Bug #110752 el7 aarch64 might return invalid for value cache line causing crash during boot
Submitted: 20 Apr 2023 19:07 Modified: 23 Jun 2023 19:02
Reporter: Will Saxon Email Updates:
Status: Closed Impact on me:
None 
Category:MySQL Server: Compiling Severity:S3 (Non-critical)
Version:8.0.33 OS:Linux
Assigned to: CPU Architecture:ARM (Apple M1 Pro/AWS Graviton2)

[20 Apr 2023 19:07] Will Saxon
Description:
The mysqld process cannot be started on new installations of mysql-community-server 8.0.33-1.el7.

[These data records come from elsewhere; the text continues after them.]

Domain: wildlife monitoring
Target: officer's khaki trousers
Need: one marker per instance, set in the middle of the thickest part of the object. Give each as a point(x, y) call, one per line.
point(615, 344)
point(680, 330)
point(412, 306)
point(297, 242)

We see errors in mysqld.log like:

2023-04-20T18:45:48.249435Z 0 [System] [MY-010116] [Server] /usr/sbin/mysqld (mysqld 8.0.33) starting as process 291
2023-04-20T18:45:48Z UTC - mysqld got signal 11 ;
Most likely, you have hit a bug, but this error can also be caused by malfunctioning hardware.
BuildID[sha1]=9ae612eb139943fd0ad78ded1a800776626be701
Thread pointer: 0x0
Attempting backtrace. You can use the following information to find out
where mysqld died. If you see no messages after this, something went
terribly wrong...
stack_bottom = 0 thread_stack 0x100000
/usr/sbin/mysqld(my_print_stacktrace(unsigned char const*, unsigned long)+0x44) [0x1e07324]
/usr/sbin/mysqld(print_fatal_signal(int)+0x33c) [0xf121fc]
/usr/sbin/mysqld(handle_fatal_signal+0x98) [0xf122d8]
[0xffff7f94a790]
/usr/sbin/mysqld(memory::Aligned_atomic<long>::Aligned_atomic()+0x70) [0x1ac75b0]
/usr/sbin/mysqld(Delegate::Delegate(unsigned int)+0x5c) [0x1ac785c]
/usr/sbin/mysqld(delegates_init()+0x40) [0x1ac79c0]
/usr/sbin/mysqld() [0xce3b60]
/usr/sbin/mysqld(mysqld_main(int, char**)+0x1d8c) [0xcea76c]
/lib64/libc.so.6(__libc_start_main+0xf0) [0xffff7f1a8724]
/usr/sbin/mysqld() [0xccfc40]
The manual page at http://dev.mysql.com/doc/mysql/en/crashing.html contains
information that should help you find out what is causing the crash.

How to repeat:
Simplest possible reproduction:

1. docker run -it --rm centos:7
2. rpm -i https://dev.mysql.com/get/mysql80-community-release-el7-7.noarch.rpm
3. yum install mysql-community-server sudo
4. sudo -u mysql /usr/sbin/mysqld --daemonize --pid-file=/var/run/mysqld/mysqld.pid

I've tested the above on:

- macOS Ventura, Apple M1 w/ latest Docker Desktop for Mac
- CentOS 7.x, AWS EC2 instance using a Graviton 2 w/ latest Docker

Suggested fix:
For us, pinning to 8.0.32-1.el7 works, except that version is already gone from some mirrors.
[21 Apr 2023 12:16] MySQL Verification Team
Hi Mr. Saxon,

Thank you for your bug report.

We have already received several bug reports with similar stacktraces. We discovered that a problem is not in our server.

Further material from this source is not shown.